Speaking to reporters after his win, Day-Lewis joked that he was “definitely out of character at this moment,” the Telegraph reported.

“If I slip back into it by mistake, you can do an intervention of some kind, the Heimlich maneuver or whatever it is you do for actors stuck in character.”

So perhaps that is what’s in store for Day-Lewis, a seemingly permanent escape from a limelight he never truly felt comfortable in. Some of his fans joked there might be other motives involved.

“What if Daniel Day-Lewis announced that he is retiring from acting as research for a role where he plays an actor who retires from acting,” one person wrote.

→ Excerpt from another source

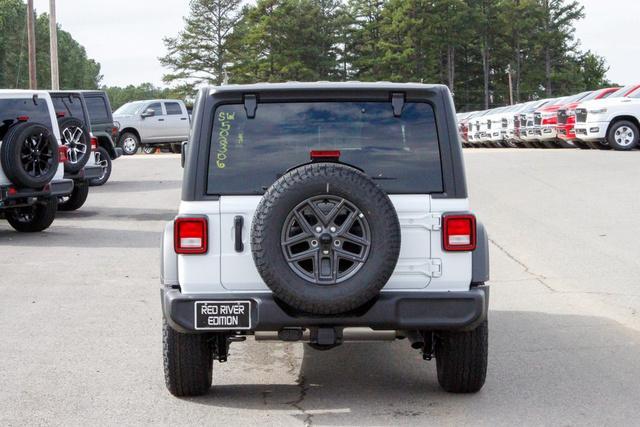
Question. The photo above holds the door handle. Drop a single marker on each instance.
(239, 224)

“Nobody is happier about Daniel Day-Lewis’s retirement than his wife. You try living with a guy who’s pretending to be Romanian for 8 months,” said another.

His hiatus is not entirely surprising. When it came to public appearances there was an innate comfort for Day-Lewis to express himself through a character, through “these other vessels in a way that we can’t in ourselves,” he told the BBC.

And although he found great joy in his work, Day-Lewis never quite enjoyed the film industry anyway.

“I know this is part of what we have to do. But I really have to be forced,” he told the Guardian in 2002.

And when the movie is over, he said, “I have done my part.”

“And once I’m finished, I always feel a little empty inside.”

And this week, for his fans, that same feeling — of emptiness, of loss — rang true.